Parker’s film, as you might imagine, will vastly depart from that narrative. It’s set to explore the life of Nat Turner, visionary preacher turned badass, who led a bloody slave rebellion in which 60 whites were killed before Turner was captured and hanged.
Parker wrote the project and will direct it, inspired to retell Turner’s story because “when black history came around, I saw the pictures of the [slave] ships and all the people, and it brought intense shame and embarrassment.” Those feelings stemmed from his lack of knowledge about blacks’ attempts to stop the “dirty system” of slavery.
Parker’s take on Birth of a Nation “isn’t a story about a black guy that killed white people,” he has said, it’s “about an American hero that fought for ideals that America was supposed to be built on: life, liberty, and the pursuit of happiness, one nation under God.”
Recently I watched Griffith’s film (the whole three-hour-plus epic can be seen here) as research for my novel about a little remembered battle between America’s first black Oscar winner, and the man who headed up the National Association for the Advancement of Colored People for 25 years.

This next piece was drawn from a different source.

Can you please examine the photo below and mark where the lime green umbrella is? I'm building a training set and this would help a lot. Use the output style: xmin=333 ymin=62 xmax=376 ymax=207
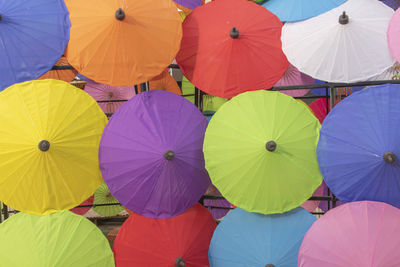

Efforts to protest Birth played a significant role in expanding the then-budding the NAACP, which was founded in 1909.
Here are my notes on the original:
–Many of the key black roles are played by whites in blackface, with make up that gets dodgy at the neckline.
–The “tragic mulatto” trope is rolled out, including a biracial man who becomes drunk with power, and a “mixed” woman who spits, tears at her clothing, and has a drifting gaze that makes her look deranged.
–Love is lavished upon a newly created Confederate flag, and racist quotes from Woodrow Wilson (above), then-President of the United states, appear on title cards throughout. (Wilson and Griffith were roomies at Johns Hopkins University.)
(The 28th Commander-in-Chief allowed Birth of a Nation to be shown at the White House, and also authorized cabinet members to reverse racial integration in the federal civil service. Under his administration, federal restrooms and cafeterias became re-segregated, and partitions were installed to separate black federal workers from white ones. As you may have heard of late, some are calling for Wilson’s name to be removed from public places.)
–The original movie asserted that freed blacks should not be treated equally or given the vote because they were irresponsible and dangerous.
–Blacks elected to Congress during the brief Reconstruction Era are portrayed as whiskey-drinking, fried-chicken eating uncouths. When black men aren’t carousing, they’re trying to seduce white women. One brute is so obsessed that he chases a white damsel to her death, which the KKK quickly avenges.
—At the end of the film, blacks try to vote on election day and the KKK, hooded and towering above on horseback, block their path.
While Griffith’s Birth of a Nation gave America a blueprint for how to disenfranchise, marginalize and terrorize black people, Parker’s said his intention was to show a younger generation of black kids that their roots are not at the bottom of a slave ship. “We stand on soil that has reminiscences of our ancestors. We’re not alone.”